Esta alteração preocupa o presidente da Associação das Administradoras de Bens Imóveis e Condomínios de São Paulo (AABIC), José Roberto Graiche, pois tal redução pode aumentar a inadimplência. "A mudança na lei beneficiará apenas os maus pagadores e criará sérios problemas para o caixa dos condomínios", afirma.

Para Graiche, o pagamento das despesas do condomínio pode ficar comprometido, caso a inadimplência aumente ainda mais. "Os condomínios dependem única e exclusivamente do rateio entre seus moradores para liquidar essas despesas", completa o executivo.

O economista e técnico do Dieese (Departamento Intersindical de Estatística e Estudos Socieconômicos), José Maurício Soares, acredita que a multa de 2%, acrescida de juros moratórios, está mais próxima da realidade financeira do brasileiro. "Juros de 20% são mais altos do que os praticados pelas administradoras de cartão de crédito e pelo cheque especial, em média 8% a 12% ao mês", explica.

Soares diz ainda que a multa poderia ser menor, já que a inflação e a caderneta de poupança não chegam a registrar 2% ao mês. "A cobrança atual é de juros exorbitantes", enfatiza.

Apesar da liberdade concedida pela lei, que prevê a cobrança de 0% a 20%, a maioria dos condomínios usam o teto da multa como ferramenta de coerção. Com essa atitude as administradoras arrecadam receita suficiente para pagamento das despesas mensais – água, energia elétrica, salários, contribuições sociais e contratos de manutenção – dentro do vencimento.
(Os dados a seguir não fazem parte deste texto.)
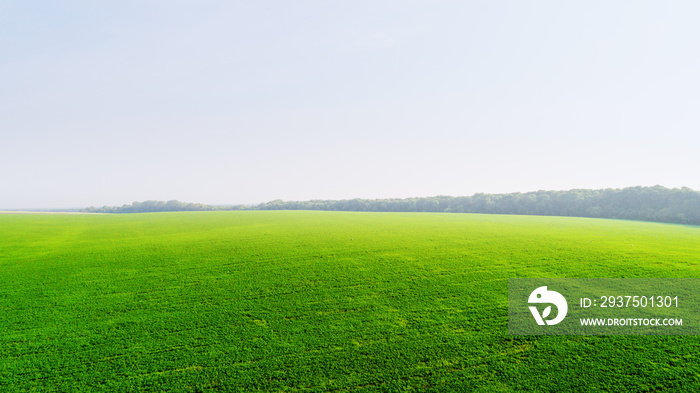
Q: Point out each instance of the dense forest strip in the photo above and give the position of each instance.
(659, 204)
Segundo a AABIC, a média dos moradores que pagam o condomínio em dia é de, no máximo, 15% do total. Na Justiça, a inadimplência está entre 4% e 5% das ações movidas. "Um índice alto e que poderá ser ainda maior, caso o texto do Código Civil seja mantido", conclui José Roberto Graiche.

A moradora Elza Pezzoti Mendes Ramos diz que em seu edifício algumas alterações já estão facilitando o pagamento do condomínio. A administração adotou a cobrança de multa progressiva: 2% para cada dia de atraso. "Ao contrário do que acontecia antes, se atrasar apenas um dia, pago 2% e não mais 20%", explica.